Que demandent précisément Universal et Sony au tribunal ?

Le 21 mai 2026, Universal Music Group et Sony Music Entertainment ont déposé une requête devant le tribunal fédéral du district du Massachusetts, présidé par le juge F. Dennis Saylor IV, afin d'obtenir l'autorisation de déposer une deuxième plainte amendée. La demande est sans détour : faire passer le dossier de contrefaçon contre Suno des 560 œuvres citées dans la plainte d'origine de juin 2024 à 61 026 enregistrements.

Cette plainte initiale incluait aussi Warner Music Group. Ce qui a changé, c'est ce que les labels disent désormais avoir entre les mains. Ils affirment que la procédure de découverte montre que Suno s'est entraînée sur des millions de leurs enregistrements protégés, et que le chiffre de 61 026 ne représente, selon leurs mots, qu'une infime partie de ce qu'ils ont trouvé.
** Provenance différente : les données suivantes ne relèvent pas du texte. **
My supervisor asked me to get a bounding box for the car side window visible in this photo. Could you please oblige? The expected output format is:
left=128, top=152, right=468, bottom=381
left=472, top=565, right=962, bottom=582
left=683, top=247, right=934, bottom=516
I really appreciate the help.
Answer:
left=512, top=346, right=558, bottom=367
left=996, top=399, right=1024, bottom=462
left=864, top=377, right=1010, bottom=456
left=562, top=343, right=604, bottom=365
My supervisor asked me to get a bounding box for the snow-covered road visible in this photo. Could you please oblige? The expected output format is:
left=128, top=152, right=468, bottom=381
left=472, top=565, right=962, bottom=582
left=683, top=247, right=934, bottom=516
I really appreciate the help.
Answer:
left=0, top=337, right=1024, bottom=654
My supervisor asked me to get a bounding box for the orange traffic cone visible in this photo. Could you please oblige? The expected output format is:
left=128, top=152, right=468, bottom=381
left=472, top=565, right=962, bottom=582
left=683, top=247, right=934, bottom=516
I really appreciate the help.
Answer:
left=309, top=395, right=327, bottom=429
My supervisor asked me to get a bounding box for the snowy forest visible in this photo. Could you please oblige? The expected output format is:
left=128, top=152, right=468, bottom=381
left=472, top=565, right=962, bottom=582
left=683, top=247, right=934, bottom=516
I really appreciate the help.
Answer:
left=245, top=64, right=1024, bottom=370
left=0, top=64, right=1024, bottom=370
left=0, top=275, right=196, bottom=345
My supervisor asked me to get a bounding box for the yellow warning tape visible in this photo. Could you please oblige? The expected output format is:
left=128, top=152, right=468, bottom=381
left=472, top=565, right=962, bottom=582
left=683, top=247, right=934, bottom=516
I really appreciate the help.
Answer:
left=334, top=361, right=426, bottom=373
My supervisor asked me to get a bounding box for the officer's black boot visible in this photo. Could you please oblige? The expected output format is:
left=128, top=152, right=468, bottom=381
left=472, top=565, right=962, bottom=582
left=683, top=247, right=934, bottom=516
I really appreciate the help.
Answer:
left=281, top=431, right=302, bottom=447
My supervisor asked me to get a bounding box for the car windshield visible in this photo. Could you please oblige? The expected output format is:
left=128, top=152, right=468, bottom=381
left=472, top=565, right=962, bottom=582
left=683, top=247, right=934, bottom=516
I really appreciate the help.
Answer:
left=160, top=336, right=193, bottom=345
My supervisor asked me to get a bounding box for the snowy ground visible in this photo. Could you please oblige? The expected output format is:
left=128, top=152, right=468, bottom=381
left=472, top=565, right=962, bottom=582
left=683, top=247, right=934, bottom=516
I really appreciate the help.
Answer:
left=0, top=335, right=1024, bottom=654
Comment ont-ils isolé 61 026 enregistrements précis ?

C'est le point qui devrait alerter tout ayant droit. Les labels ont eu recours à la technologie d'empreinte audio d'Audible Magic, déployée en deux étapes. La première a créé des empreintes numériques des fichiers d'entraînement de Suno, un travail qui a pris près de deux semaines dans une salle sécurisée. La seconde a comparé ces empreintes à la base de reconnaissance de contenu d'Audible Magic.

« Refuser l'autorisation d'amender pour ce motif reviendrait à récompenser Suno d'avoir copié des œuvres protégées à une échelle sans précédent, puis d'avoir dissimulé cette copie au regard du public. »

Cette phrase de la requête donne le ton. Les majors ne parlent pas d'un détail de procédure, mais d'une dissimulation.

Jusqu'où les dommages peuvent-ils réellement monter ?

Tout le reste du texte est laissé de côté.